Note: Something is really wrong with me. Almost everyone of Seth Godin's posts lately have irritated the heck out of me. I have a theory why and may start an ENTIRE BLOG about the reason why.

In the meantime, I will now start rebutting each of his posts for my own amusement.


Seth Godin wrote lately...

"It's common wisdom that government regulation is bad for business, and especially bad is regulation that requires change.

I don't get it."

Sorry, Seth, I do.

Here's the deal.

Politicians seldom create laws which are based upon "common good". They create laws and policies (and the fines, fees, tariffs and taxes which always accompany laws) based upon their supporters wants and needs.

I am sure that once in a while, a politician has sponsored a bill which truly was about "good". I just can't think of one right now!

The problem is that politicians today sponsor bills which are based upon input from their supporters and lobbyists.

So when a representative wants to increase emission standards for automobiles it is no surprise you find out that the Sierra Club or Greenpeace is one of the politician's larger supporters.

Or when a legislator wants to tighten up bankruptcy laws, you find his supporters include Chase and Citibank.


Because politicians are human and thus are susceptible to human emotions, wants and needs including fame, bribery and coercion.

Therefore, many of us are skeptical about the true motivations for most regulations and know full well behind every blustering politician is any number of focused special interest groups attempting to push their agenda on businesses whether it is truly "needed" or not.

The solution?

The market.

Case in point -
Drivers want fuel efficient cars, for instance, the market demand proves it.
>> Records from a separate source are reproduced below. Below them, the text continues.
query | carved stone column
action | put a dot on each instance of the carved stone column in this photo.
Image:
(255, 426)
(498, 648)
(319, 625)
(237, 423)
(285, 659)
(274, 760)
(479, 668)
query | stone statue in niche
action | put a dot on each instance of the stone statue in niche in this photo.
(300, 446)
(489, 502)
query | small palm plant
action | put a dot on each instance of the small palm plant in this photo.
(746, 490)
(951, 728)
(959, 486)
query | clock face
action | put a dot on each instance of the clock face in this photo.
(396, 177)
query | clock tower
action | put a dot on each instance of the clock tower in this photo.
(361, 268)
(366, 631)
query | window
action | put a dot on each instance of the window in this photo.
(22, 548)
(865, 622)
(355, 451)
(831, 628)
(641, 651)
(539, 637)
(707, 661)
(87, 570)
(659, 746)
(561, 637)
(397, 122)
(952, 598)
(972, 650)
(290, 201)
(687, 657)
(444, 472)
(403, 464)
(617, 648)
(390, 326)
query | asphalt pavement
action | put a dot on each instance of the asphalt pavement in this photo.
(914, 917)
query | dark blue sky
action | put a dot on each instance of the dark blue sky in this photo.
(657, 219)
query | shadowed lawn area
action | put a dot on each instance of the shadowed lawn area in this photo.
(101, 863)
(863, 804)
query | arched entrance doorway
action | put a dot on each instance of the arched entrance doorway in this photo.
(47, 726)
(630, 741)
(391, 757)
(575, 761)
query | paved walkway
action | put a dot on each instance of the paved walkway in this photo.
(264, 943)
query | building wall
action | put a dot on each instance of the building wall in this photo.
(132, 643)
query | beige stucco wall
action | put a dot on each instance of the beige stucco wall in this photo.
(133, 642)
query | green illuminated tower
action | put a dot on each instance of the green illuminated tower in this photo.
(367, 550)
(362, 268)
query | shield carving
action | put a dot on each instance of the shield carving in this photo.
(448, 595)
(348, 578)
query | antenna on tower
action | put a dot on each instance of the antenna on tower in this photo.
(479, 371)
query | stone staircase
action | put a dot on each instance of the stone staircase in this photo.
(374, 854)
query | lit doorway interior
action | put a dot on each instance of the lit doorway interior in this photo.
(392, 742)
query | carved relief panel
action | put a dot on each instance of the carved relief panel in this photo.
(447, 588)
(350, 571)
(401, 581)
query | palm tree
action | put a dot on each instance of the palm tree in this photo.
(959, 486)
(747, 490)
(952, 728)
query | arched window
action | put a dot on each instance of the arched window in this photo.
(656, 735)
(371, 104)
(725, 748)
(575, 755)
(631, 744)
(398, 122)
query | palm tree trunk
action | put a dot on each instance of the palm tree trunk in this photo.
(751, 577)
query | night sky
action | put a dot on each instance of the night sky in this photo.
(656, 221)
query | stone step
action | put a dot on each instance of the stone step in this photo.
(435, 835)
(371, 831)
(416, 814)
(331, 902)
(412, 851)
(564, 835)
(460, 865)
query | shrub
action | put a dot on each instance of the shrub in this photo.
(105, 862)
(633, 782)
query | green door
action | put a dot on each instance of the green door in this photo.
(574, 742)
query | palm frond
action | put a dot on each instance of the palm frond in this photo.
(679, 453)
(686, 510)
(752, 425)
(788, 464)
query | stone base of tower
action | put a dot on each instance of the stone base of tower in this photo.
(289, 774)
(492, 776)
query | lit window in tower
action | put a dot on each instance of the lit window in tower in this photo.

Fuel efficient cars have better emission standards than many other makes and models.

No legislation was needed only demand by the market place. Only the increase in fuel prices brought about by growing worldwide demand.

Legislation often impairs rather than facilitates business' ability to meet market demand by imposing standards and requirements which have little to do with the original problem.

Further, by the time legislators get around to dealing with a problem, crafting the language of a bill, appeasing their supporters and lobbyists, watering down the original intent through trade outs with other legislators and actually voting on the bill, the result is far from the actual solution needed for the problem and only serves to dishearten supporters and detractors.

Why did they bother in the first place? (Other than trying to look busy!).

Regulation has run a muck in American politics. Let the market decide before letting legislators muck things up further, Seth.

And that is why business gets it and you still don't.